Figure 7.1: DQE Versus Wavelength for Flight Arrays (solid line is NIC1, broken line NIC2, NIC3 is not plotted but is similar to the other two). Note that these curves reflect prelaunch measurements. 
The fine details in these DQE curves should not be interpreted as detector features, as they may be artifacts introduced by the test set-up used to measure them. At the blue end, near 0.9 microns, the DQE is ~15%, and rises quasi-linearly up to a peak DQE ~80% at 2.4 microns, after which there is a rapid decrease to zero at 2.6 microns. The NICMOS arrays are blind to longer wavelength emission. When looking at these DQE curves, bear in mind that this is not the only criterion to be used in determining sensitivity in the near-IR. For example, thermal emission from the telescope starts to be an issue beyond ~1.6 microns. The shot-noise on this bright background may degrade the signal to noise obtained at long wavelengths, negating the advantage offered by the increased DQE.It is very important, especially for observations of very faint targets where the expected signal to noise is low, to note that the DQE presented here is only the average for the entire array.
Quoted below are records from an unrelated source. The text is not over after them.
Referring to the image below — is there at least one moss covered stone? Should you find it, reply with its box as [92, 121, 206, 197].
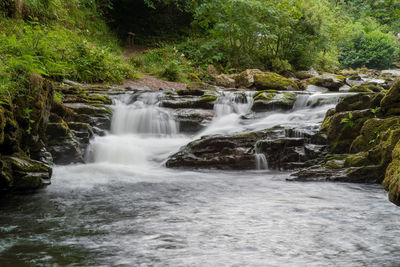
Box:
[254, 72, 299, 91]
[350, 117, 400, 153]
[308, 74, 346, 91]
[321, 110, 373, 153]
[382, 142, 400, 206]
[251, 90, 296, 112]
[349, 83, 383, 93]
[381, 79, 400, 115]
[344, 152, 374, 168]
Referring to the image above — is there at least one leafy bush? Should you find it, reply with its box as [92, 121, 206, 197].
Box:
[0, 21, 135, 98]
[339, 30, 399, 69]
[129, 44, 195, 82]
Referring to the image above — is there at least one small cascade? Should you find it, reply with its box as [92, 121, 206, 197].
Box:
[214, 92, 253, 117]
[255, 153, 268, 170]
[86, 92, 186, 166]
[111, 93, 179, 135]
[293, 94, 310, 110]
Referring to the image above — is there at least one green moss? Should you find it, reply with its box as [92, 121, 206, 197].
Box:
[349, 85, 374, 93]
[344, 152, 371, 168]
[200, 95, 217, 102]
[382, 142, 400, 206]
[350, 117, 400, 153]
[254, 72, 299, 90]
[325, 159, 344, 169]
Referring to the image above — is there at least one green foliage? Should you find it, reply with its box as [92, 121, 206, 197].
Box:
[129, 44, 196, 82]
[339, 30, 399, 69]
[54, 91, 64, 103]
[0, 13, 135, 98]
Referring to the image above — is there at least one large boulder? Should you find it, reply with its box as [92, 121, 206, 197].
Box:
[233, 69, 262, 88]
[166, 132, 268, 170]
[321, 109, 373, 153]
[214, 74, 235, 88]
[46, 121, 83, 164]
[251, 90, 296, 112]
[174, 109, 214, 133]
[308, 73, 346, 91]
[0, 154, 52, 190]
[382, 142, 400, 206]
[350, 117, 400, 153]
[256, 137, 325, 170]
[160, 93, 217, 109]
[254, 72, 299, 91]
[381, 79, 400, 115]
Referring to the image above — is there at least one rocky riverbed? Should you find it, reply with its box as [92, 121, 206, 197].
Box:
[0, 70, 400, 204]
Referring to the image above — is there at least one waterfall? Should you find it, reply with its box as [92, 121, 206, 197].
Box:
[86, 92, 187, 166]
[255, 153, 268, 170]
[111, 93, 179, 135]
[214, 92, 253, 117]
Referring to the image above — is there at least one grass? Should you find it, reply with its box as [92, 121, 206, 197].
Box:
[0, 0, 137, 97]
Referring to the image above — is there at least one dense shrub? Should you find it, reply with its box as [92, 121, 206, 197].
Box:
[339, 30, 399, 69]
[0, 20, 134, 98]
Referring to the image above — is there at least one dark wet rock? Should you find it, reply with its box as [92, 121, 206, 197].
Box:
[256, 138, 326, 170]
[350, 117, 400, 153]
[174, 109, 214, 133]
[166, 132, 268, 170]
[336, 94, 383, 112]
[46, 121, 83, 164]
[288, 165, 382, 183]
[382, 142, 400, 206]
[251, 90, 296, 112]
[125, 85, 150, 91]
[294, 69, 319, 80]
[213, 74, 236, 88]
[233, 69, 262, 88]
[187, 82, 218, 90]
[349, 83, 383, 93]
[254, 72, 299, 91]
[160, 95, 217, 109]
[308, 73, 346, 91]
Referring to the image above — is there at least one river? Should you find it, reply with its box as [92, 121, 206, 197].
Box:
[0, 89, 400, 266]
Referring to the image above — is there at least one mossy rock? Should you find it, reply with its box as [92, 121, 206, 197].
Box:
[349, 83, 383, 93]
[321, 110, 373, 153]
[382, 142, 400, 206]
[233, 69, 262, 88]
[251, 91, 296, 112]
[176, 89, 204, 96]
[350, 117, 400, 153]
[325, 159, 344, 169]
[368, 129, 400, 168]
[46, 121, 70, 140]
[0, 154, 52, 190]
[254, 72, 299, 91]
[344, 152, 373, 168]
[187, 82, 217, 90]
[308, 74, 346, 91]
[381, 79, 400, 115]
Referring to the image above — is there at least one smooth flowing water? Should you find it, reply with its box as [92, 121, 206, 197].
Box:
[0, 93, 400, 266]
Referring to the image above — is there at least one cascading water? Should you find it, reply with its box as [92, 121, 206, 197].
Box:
[86, 92, 186, 166]
[255, 153, 268, 170]
[214, 91, 254, 118]
[0, 89, 400, 266]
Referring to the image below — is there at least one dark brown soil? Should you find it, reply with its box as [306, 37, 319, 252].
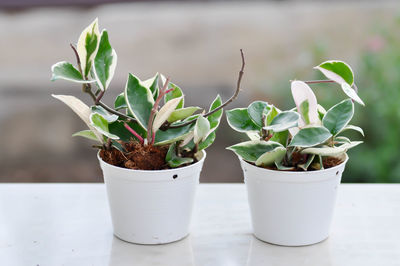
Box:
[100, 142, 169, 170]
[322, 157, 343, 168]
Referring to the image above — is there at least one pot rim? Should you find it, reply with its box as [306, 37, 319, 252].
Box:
[97, 150, 207, 174]
[238, 153, 349, 176]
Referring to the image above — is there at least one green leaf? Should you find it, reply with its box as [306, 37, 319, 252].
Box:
[246, 131, 261, 140]
[227, 140, 282, 163]
[114, 92, 128, 110]
[108, 121, 146, 142]
[51, 94, 103, 142]
[289, 127, 332, 147]
[154, 124, 194, 145]
[125, 74, 154, 130]
[207, 95, 223, 131]
[275, 161, 295, 171]
[299, 100, 310, 125]
[72, 130, 102, 143]
[247, 101, 268, 127]
[198, 131, 216, 151]
[161, 75, 185, 109]
[90, 105, 118, 123]
[301, 141, 362, 156]
[338, 125, 365, 137]
[93, 30, 117, 91]
[322, 99, 354, 135]
[341, 83, 365, 106]
[297, 154, 315, 171]
[265, 105, 280, 126]
[317, 104, 326, 121]
[142, 73, 159, 100]
[153, 97, 183, 133]
[77, 18, 100, 77]
[51, 61, 95, 83]
[265, 111, 300, 132]
[193, 115, 210, 143]
[167, 106, 201, 123]
[165, 143, 193, 168]
[111, 139, 126, 152]
[268, 130, 289, 146]
[256, 146, 286, 166]
[314, 60, 354, 86]
[334, 136, 351, 144]
[90, 113, 119, 139]
[226, 108, 260, 133]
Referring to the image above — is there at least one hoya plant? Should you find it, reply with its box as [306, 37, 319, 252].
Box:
[226, 60, 364, 171]
[51, 19, 244, 169]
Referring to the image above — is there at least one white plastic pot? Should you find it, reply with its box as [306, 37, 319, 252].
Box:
[239, 156, 348, 246]
[97, 151, 206, 244]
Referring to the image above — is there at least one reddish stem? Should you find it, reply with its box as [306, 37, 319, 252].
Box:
[151, 132, 156, 145]
[124, 123, 144, 145]
[147, 77, 171, 144]
[95, 90, 104, 105]
[304, 80, 335, 84]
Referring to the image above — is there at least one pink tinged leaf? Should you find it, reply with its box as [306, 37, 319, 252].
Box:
[291, 80, 321, 127]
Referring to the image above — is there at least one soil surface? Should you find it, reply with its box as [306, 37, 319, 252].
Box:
[100, 142, 169, 170]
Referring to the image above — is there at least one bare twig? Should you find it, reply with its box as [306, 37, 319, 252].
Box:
[147, 77, 169, 144]
[166, 49, 246, 129]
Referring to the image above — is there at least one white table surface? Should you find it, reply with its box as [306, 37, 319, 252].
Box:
[0, 184, 400, 266]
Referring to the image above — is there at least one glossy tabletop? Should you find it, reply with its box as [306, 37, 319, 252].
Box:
[0, 184, 400, 266]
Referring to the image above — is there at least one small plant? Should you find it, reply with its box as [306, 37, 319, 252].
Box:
[226, 61, 364, 171]
[51, 19, 244, 170]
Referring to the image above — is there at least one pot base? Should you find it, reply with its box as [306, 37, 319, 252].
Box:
[253, 233, 329, 247]
[114, 232, 189, 246]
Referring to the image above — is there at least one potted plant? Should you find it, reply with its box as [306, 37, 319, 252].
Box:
[226, 61, 364, 246]
[51, 19, 244, 244]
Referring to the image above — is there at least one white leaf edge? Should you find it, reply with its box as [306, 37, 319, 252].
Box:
[51, 94, 103, 143]
[340, 83, 365, 106]
[193, 115, 210, 144]
[291, 80, 321, 127]
[301, 141, 363, 156]
[338, 125, 365, 137]
[152, 97, 183, 132]
[255, 146, 286, 166]
[76, 18, 100, 75]
[51, 61, 96, 84]
[89, 113, 119, 139]
[314, 60, 354, 86]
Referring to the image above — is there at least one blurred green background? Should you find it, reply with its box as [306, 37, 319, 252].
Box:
[0, 0, 400, 183]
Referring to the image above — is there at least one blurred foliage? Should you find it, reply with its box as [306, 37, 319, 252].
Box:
[262, 16, 400, 183]
[345, 19, 400, 183]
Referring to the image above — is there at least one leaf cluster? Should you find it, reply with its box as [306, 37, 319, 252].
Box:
[226, 60, 364, 171]
[51, 19, 223, 167]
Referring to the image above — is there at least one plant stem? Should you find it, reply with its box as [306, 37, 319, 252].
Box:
[147, 77, 170, 145]
[124, 123, 144, 145]
[304, 79, 335, 84]
[83, 84, 136, 121]
[166, 49, 246, 129]
[94, 90, 104, 105]
[69, 43, 86, 75]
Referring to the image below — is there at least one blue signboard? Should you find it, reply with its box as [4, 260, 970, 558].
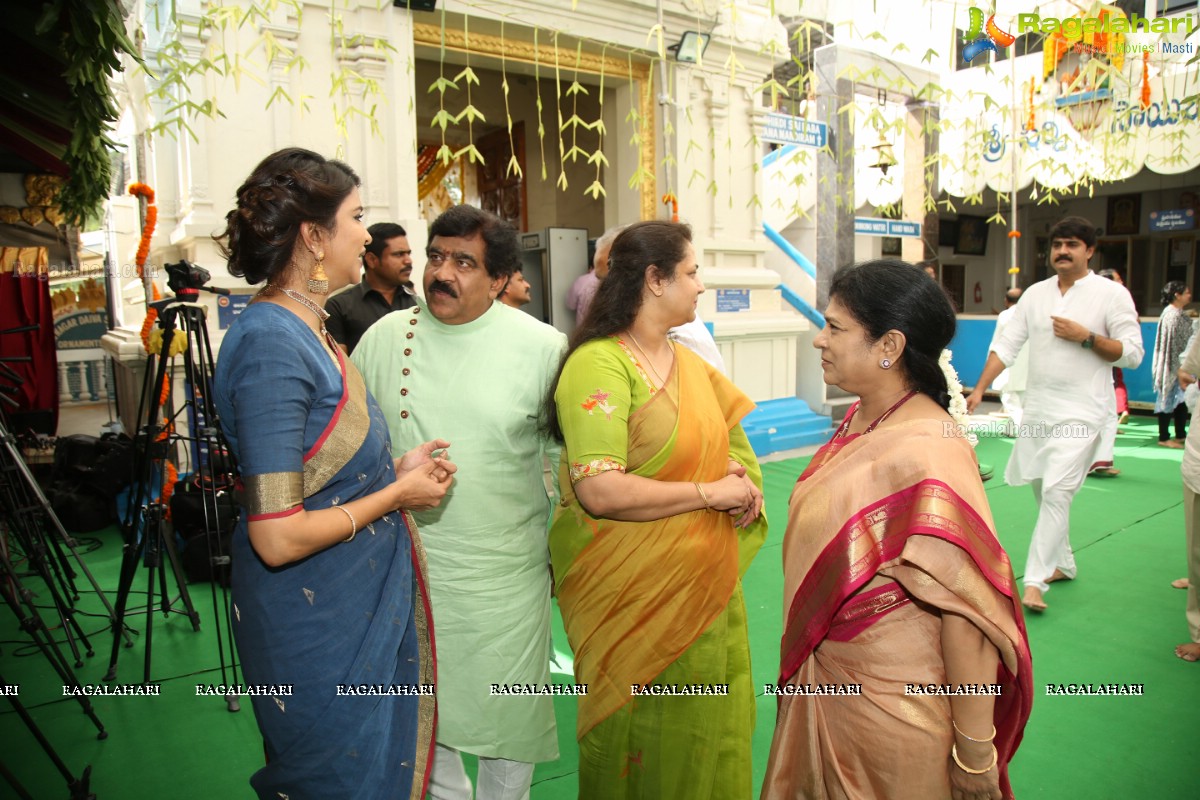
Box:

The flat field response described in detail later is non-uniform, and thus the DQE curves for individual pixels may be rather different.
The individual pixels in the NICMOS arrays are completely independent, and they do not suffer from the charge transfer effects present in CCDs, or from bleeding if the wells are filled due to over exposure. They do however have read-noise as well as their own special detector artifact, shading.